Ubuntu – How to display the rest of a file starting from a matching line

command linetext processing

I want to display a line matching a search term and all the remaining lines in the file.

For example, if I use:

more text.txt | egrep show

it will only show the line that has "show" in it, while I would wish for something like a start command:

more text.txt | start show

that will show all the lines after the first line that matches the search term.

However, it's not working on my Ubuntu. How can I install it or anything similar to it?

Best Answer

If your file is less than, say, 10000 lines, you can do this:

grep -A 10000 show text.txt

The -A flag will show the line containing the search string (show) and the next 10000 lines.

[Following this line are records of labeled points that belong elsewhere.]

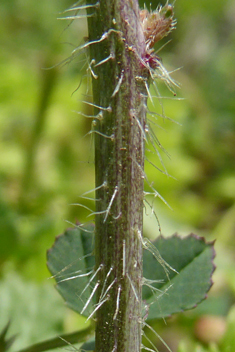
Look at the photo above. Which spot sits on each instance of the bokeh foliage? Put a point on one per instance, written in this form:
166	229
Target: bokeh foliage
46	163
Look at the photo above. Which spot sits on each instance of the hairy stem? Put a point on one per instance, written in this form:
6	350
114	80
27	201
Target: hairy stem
116	46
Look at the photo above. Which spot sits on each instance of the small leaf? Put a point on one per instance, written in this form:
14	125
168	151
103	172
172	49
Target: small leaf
71	262
192	258
88	345
164	292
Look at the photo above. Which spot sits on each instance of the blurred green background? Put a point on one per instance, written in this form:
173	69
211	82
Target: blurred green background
46	161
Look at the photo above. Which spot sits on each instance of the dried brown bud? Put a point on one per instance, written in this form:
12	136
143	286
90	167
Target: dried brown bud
157	24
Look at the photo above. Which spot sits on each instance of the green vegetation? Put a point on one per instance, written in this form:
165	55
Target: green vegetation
44	162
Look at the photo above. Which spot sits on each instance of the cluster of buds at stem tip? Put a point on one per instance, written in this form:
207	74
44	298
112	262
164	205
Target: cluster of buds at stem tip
156	25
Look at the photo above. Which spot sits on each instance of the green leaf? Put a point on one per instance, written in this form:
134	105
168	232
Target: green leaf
71	256
71	262
192	258
89	345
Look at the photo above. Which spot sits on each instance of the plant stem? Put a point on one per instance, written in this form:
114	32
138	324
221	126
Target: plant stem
120	94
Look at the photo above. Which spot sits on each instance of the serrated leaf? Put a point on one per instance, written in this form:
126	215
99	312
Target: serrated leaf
192	258
70	261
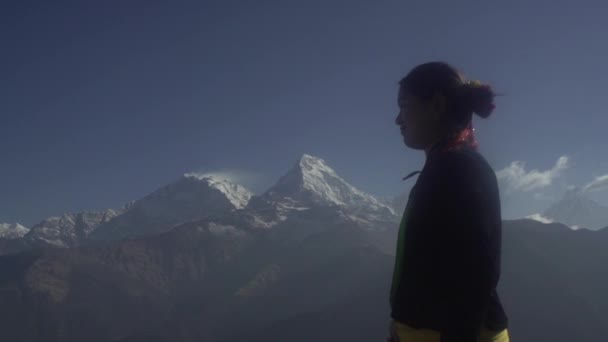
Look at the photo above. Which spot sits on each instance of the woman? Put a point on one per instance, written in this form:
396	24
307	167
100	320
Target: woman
447	263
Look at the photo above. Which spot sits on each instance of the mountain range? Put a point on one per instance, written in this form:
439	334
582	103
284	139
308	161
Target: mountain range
310	259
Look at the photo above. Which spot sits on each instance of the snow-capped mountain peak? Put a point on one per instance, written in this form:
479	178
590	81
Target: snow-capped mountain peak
12	230
312	182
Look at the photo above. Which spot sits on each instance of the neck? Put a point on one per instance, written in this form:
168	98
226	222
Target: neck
459	136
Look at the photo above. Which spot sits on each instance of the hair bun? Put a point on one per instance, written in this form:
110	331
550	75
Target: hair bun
481	98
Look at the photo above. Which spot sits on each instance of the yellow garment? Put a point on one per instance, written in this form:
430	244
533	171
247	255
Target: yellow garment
405	333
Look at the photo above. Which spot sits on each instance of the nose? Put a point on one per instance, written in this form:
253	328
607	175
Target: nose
398	120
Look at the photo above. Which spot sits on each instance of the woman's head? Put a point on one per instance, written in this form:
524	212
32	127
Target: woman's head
435	102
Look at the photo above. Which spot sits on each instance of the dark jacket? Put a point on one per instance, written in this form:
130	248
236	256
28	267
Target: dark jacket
449	265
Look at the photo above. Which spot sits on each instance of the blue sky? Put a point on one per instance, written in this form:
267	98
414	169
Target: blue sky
104	102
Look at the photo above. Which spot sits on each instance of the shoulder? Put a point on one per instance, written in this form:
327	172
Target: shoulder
459	168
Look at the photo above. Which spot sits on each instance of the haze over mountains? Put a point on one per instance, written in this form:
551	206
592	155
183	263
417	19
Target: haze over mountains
310	259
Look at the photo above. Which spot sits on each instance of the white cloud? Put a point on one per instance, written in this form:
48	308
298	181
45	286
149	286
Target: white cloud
542	197
540	218
517	179
598	184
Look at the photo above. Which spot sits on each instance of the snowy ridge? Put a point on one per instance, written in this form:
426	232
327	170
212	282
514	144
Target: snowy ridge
12	230
69	229
576	210
312	183
238	195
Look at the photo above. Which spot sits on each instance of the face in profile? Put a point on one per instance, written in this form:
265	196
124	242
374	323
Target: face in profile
416	120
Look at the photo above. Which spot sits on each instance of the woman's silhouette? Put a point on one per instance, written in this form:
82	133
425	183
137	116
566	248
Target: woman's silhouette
447	263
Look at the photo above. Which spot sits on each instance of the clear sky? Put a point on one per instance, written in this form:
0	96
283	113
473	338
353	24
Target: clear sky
105	101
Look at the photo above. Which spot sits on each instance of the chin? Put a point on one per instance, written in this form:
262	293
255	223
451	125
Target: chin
412	144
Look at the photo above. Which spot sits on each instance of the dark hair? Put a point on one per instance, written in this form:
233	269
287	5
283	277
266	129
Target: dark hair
463	98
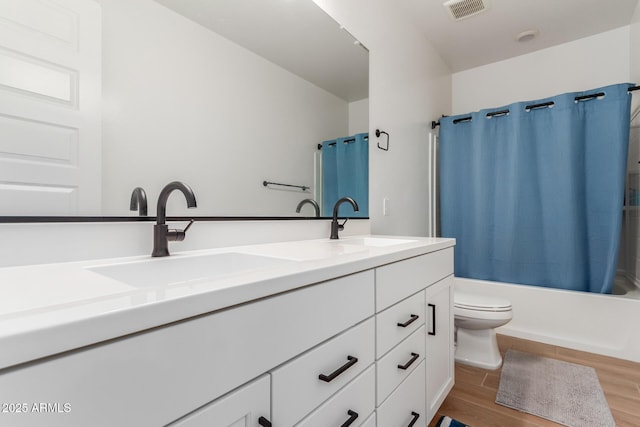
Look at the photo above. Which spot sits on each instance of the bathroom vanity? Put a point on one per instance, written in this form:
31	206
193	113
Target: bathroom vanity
356	331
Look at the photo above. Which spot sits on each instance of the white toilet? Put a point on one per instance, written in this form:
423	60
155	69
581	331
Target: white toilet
475	318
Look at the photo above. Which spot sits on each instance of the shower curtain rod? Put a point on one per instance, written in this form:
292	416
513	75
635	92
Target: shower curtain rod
434	123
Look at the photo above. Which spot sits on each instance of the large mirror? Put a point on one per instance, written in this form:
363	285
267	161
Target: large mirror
222	95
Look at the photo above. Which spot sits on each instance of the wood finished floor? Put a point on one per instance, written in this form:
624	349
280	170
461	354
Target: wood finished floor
472	400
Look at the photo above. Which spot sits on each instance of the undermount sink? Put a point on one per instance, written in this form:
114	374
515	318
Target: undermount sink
179	269
374	241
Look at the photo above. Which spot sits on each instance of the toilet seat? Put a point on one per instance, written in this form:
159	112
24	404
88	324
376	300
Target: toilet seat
474	302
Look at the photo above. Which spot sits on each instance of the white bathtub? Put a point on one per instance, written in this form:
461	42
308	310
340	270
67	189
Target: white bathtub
603	324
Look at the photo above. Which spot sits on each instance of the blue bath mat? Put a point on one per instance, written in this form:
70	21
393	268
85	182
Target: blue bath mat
449	422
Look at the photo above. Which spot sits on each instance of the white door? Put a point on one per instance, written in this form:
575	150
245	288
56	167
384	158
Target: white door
50	89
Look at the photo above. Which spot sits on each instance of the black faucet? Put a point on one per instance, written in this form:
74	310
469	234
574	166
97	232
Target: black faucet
162	235
335	227
139	201
311	202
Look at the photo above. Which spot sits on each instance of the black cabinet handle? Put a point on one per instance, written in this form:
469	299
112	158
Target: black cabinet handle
413	318
433	319
328	378
352	417
414	357
415	418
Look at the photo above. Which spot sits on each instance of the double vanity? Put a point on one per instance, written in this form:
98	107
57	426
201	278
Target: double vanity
356	331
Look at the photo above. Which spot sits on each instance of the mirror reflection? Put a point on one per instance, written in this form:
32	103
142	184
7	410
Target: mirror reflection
222	95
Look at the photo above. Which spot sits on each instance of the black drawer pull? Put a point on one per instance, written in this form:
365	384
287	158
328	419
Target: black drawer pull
328	378
415	418
414	357
413	318
433	319
352	417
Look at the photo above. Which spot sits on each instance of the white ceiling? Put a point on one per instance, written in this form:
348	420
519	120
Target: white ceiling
490	36
296	35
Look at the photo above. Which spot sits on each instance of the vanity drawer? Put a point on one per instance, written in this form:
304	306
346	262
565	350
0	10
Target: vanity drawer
407	354
297	387
357	397
156	377
397	322
250	403
406	403
397	281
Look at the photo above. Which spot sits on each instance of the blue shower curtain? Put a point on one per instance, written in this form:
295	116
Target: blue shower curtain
535	196
345	172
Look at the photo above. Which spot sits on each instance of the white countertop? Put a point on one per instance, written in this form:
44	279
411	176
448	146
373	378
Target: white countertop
51	308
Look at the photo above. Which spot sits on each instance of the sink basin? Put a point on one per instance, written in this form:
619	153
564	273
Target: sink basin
374	241
181	269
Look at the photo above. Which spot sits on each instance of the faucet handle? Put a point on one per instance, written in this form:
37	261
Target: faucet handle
189	225
174	235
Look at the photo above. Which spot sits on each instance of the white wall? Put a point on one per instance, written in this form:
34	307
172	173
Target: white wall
634	48
580	65
359	116
182	103
409	86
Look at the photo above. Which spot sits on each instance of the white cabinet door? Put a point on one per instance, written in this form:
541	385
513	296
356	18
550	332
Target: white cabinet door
440	345
246	407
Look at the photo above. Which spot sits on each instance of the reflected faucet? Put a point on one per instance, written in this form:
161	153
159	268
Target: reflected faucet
311	202
139	201
162	235
335	227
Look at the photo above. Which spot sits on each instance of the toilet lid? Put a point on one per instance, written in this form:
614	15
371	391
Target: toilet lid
481	302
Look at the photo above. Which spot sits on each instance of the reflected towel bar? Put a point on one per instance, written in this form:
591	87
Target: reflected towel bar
302	187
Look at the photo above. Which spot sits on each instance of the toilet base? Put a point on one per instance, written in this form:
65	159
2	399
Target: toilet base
478	348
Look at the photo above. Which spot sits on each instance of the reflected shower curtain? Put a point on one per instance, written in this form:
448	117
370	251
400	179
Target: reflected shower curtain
535	196
345	172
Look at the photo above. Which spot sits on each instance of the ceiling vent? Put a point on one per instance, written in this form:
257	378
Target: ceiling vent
461	9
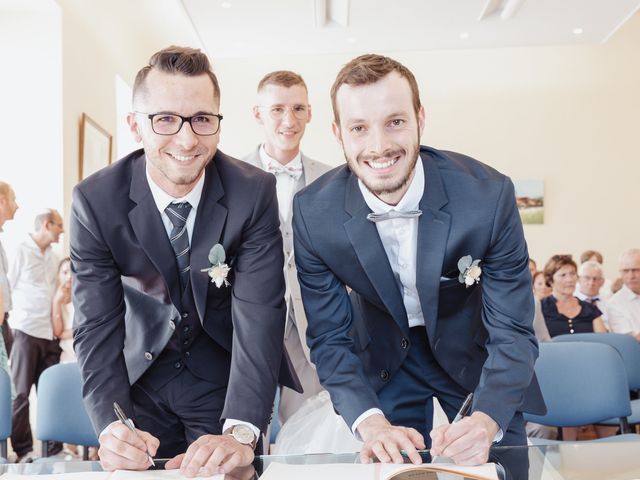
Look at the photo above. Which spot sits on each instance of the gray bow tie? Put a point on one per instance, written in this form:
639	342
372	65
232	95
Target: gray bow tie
380	217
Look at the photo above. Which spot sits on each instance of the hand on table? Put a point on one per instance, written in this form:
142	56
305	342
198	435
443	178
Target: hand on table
466	442
384	441
211	454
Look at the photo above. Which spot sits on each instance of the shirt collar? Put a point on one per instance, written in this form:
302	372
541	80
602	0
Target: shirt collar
409	201
266	159
163	199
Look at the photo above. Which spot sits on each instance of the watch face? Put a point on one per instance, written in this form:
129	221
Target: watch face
243	434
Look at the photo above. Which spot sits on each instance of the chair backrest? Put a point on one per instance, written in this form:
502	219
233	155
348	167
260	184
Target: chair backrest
626	345
5	411
582	383
61	415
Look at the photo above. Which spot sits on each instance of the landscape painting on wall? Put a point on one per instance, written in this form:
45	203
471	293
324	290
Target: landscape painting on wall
530	199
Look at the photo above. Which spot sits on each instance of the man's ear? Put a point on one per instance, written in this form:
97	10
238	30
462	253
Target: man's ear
336	132
134	126
257	115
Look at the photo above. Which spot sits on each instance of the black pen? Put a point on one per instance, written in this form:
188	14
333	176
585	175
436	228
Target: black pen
129	424
464	409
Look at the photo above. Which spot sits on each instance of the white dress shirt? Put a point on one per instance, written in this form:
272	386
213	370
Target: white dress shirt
399	238
624	312
32	278
162	200
285	184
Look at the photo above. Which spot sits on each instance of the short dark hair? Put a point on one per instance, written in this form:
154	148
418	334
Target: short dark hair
282	78
370	68
591	253
190	62
555	263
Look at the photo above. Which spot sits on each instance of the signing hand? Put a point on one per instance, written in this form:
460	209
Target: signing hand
211	454
466	442
121	449
384	441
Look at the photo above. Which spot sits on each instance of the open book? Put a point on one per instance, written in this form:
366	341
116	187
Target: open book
380	471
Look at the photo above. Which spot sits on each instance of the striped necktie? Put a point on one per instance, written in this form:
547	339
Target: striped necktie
178	213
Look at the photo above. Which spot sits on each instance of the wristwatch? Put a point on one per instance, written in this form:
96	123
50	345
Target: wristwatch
243	434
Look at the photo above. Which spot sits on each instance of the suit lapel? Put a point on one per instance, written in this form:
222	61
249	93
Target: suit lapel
210	220
147	224
366	242
433	232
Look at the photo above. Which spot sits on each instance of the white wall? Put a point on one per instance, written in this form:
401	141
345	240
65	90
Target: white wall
31	122
567	115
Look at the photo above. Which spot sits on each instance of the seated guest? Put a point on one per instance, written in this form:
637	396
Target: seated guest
624	306
590	281
541	288
564	313
62	312
595	256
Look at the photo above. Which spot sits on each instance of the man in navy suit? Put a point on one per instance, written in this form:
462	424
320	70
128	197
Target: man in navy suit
431	247
192	360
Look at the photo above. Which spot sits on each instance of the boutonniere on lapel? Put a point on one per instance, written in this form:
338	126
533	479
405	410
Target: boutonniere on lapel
218	271
470	270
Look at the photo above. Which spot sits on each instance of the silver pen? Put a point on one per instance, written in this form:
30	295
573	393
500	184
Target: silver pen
127	421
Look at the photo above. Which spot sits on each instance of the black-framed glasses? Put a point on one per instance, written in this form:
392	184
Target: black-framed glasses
170	123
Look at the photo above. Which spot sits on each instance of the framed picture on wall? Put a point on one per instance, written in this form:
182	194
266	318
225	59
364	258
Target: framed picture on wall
95	147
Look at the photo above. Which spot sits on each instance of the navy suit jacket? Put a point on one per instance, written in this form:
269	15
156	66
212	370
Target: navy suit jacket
126	284
481	335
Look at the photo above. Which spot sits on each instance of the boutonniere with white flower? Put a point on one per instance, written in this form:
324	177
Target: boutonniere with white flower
470	270
218	271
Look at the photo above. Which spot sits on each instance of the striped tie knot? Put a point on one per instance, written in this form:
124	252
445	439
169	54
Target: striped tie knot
178	213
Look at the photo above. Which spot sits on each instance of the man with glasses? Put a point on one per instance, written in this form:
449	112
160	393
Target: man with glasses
178	286
32	278
283	110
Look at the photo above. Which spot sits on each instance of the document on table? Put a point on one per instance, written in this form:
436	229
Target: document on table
379	471
117	475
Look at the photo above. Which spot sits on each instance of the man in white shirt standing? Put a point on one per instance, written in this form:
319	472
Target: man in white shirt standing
32	278
624	306
283	110
590	281
8	207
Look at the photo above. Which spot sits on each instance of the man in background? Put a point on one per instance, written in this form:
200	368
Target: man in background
8	207
283	110
624	305
32	278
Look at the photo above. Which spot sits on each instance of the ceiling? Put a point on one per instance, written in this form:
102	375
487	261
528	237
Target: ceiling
238	28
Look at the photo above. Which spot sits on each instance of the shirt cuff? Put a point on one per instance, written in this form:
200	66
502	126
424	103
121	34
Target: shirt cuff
362	418
232	422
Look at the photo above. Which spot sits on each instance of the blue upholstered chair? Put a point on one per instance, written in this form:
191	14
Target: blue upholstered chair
629	349
61	415
582	383
5	413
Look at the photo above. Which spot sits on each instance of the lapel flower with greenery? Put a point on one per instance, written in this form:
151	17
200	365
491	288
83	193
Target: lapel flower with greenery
218	271
470	270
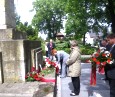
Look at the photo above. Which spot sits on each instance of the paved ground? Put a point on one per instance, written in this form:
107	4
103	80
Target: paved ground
100	90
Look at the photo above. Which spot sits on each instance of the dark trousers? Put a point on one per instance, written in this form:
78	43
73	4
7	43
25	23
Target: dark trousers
76	84
112	87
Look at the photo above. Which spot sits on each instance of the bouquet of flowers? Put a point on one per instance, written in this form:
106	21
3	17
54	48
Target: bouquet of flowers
101	58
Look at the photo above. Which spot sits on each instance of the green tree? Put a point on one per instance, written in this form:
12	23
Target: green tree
49	16
91	14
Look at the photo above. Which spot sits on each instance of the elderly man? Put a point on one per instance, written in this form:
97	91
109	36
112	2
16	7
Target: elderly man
62	57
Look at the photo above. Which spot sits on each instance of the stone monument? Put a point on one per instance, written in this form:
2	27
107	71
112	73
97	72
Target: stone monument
15	49
7	14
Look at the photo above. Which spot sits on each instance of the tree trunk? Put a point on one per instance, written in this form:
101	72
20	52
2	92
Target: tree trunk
112	14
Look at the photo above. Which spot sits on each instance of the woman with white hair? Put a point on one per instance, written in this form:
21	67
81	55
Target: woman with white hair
74	67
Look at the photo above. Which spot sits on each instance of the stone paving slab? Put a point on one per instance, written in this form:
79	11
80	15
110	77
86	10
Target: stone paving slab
27	89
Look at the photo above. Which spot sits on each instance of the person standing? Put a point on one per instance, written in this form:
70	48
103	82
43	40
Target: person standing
50	46
46	49
111	69
62	56
74	69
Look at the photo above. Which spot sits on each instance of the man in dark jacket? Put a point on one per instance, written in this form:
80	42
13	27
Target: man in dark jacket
111	69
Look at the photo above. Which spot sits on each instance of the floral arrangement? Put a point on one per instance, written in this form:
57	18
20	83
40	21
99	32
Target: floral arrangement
101	57
34	75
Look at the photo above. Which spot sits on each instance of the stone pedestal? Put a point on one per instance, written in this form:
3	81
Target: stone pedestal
16	59
10	33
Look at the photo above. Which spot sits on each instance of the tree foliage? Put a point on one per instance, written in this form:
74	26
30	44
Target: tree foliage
95	15
49	16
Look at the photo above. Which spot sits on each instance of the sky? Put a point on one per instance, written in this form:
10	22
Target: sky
23	8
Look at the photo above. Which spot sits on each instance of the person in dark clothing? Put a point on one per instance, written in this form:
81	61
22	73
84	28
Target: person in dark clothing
111	69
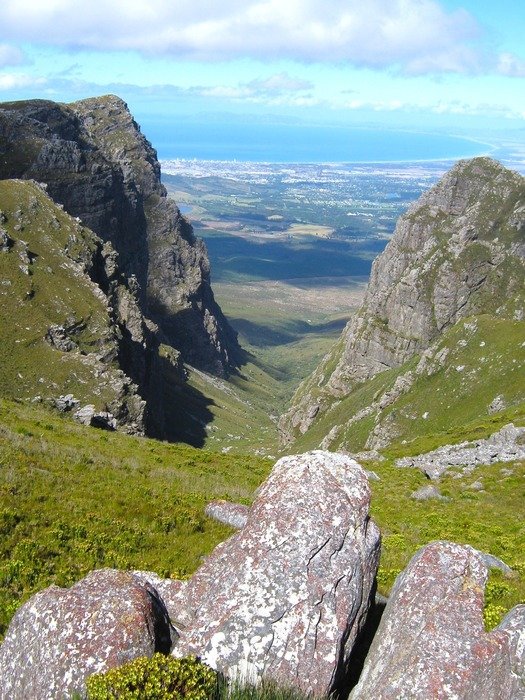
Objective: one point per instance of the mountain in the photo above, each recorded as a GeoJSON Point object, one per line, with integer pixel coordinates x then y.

However, I played around with the -A flag a bit, and I noticed grep will intelligently combine the output, so you don't get 10001 lines for each time the string show is found. So basically, it will show you the whole file once, starting from the line that contains show. If your file contains more than 10000 lines, adjust the parameter appropriately.

You can use the alias command to create your own custom command to achieve the same result.

EDIT: a slightly more elegant solution would be to use

 grep show -A $(wc -l < text.txt) text.txt

which will use the actual length of the file as the -A flag. This requires you to specify the file name twice. Unfortunately this will prevent the use of an alias, but you could write a shell function to do this.

Apparently, in this case you need to specify the search string first to avoid an error.